According to the report, notable job gains continued in leisure and hospitality, professional and business services, retail trade, and manufacturing.
The Bureau said the unemployment rate declined by 0.2 percentage point to 3.6 percent in March, and the number of unemployed persons decreased by 318,000 to 6.0 million.
Among the major worker groups, the unemployment rate for adult women (3.3 percent) declined in March.

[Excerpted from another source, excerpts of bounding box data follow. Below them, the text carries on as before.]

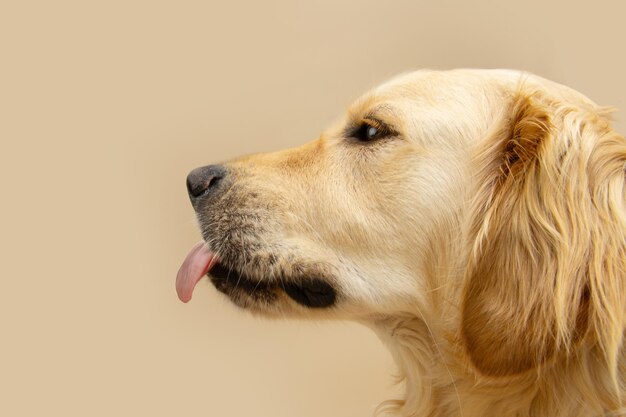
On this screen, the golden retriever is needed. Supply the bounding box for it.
[177,70,626,417]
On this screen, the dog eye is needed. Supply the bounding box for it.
[352,120,393,142]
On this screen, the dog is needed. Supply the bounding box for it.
[176,69,626,417]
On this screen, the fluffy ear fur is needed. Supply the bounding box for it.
[461,93,626,378]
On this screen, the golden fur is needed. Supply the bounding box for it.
[193,70,626,417]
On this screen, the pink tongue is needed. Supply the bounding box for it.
[176,242,217,303]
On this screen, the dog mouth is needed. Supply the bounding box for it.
[176,242,337,308]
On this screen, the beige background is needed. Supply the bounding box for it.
[0,0,626,417]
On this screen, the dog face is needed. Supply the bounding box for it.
[178,72,496,317]
[177,70,626,376]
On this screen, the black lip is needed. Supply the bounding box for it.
[285,278,337,308]
[208,262,337,308]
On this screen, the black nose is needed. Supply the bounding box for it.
[187,165,226,200]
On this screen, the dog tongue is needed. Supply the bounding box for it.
[176,242,217,303]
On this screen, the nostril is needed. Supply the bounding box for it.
[187,165,226,199]
[207,176,222,189]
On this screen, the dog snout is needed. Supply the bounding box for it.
[187,165,228,202]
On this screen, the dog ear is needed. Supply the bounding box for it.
[461,93,626,377]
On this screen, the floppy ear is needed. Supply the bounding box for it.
[461,93,626,378]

Among the unemployed, the number of permanent job losers decreased by 191,000 to 1.4 million in March and is little different from its February 2020 level of 1.3 million, the report said.
The number of persons on temporary layoff was little changed over the month at 787,000 and has essentially returned to its February 2020 level. The number of job leavers—unemployed persons who quit or voluntarily left their previous job and began looking for new employment—fell by 176,000 to 787,000 in March.
In March, the number of long-term unemployed (those jobless for 27 weeks or more) decreased by 274,000 to 1.4 million. This measure is 307,000 higher than in February 2020. The long-term unemployed accounted for 23.9 percent of all unemployed persons in March, the Bureau said.
The labor force participation rate, at 62.4 percent, changed little in March, the Bureau said.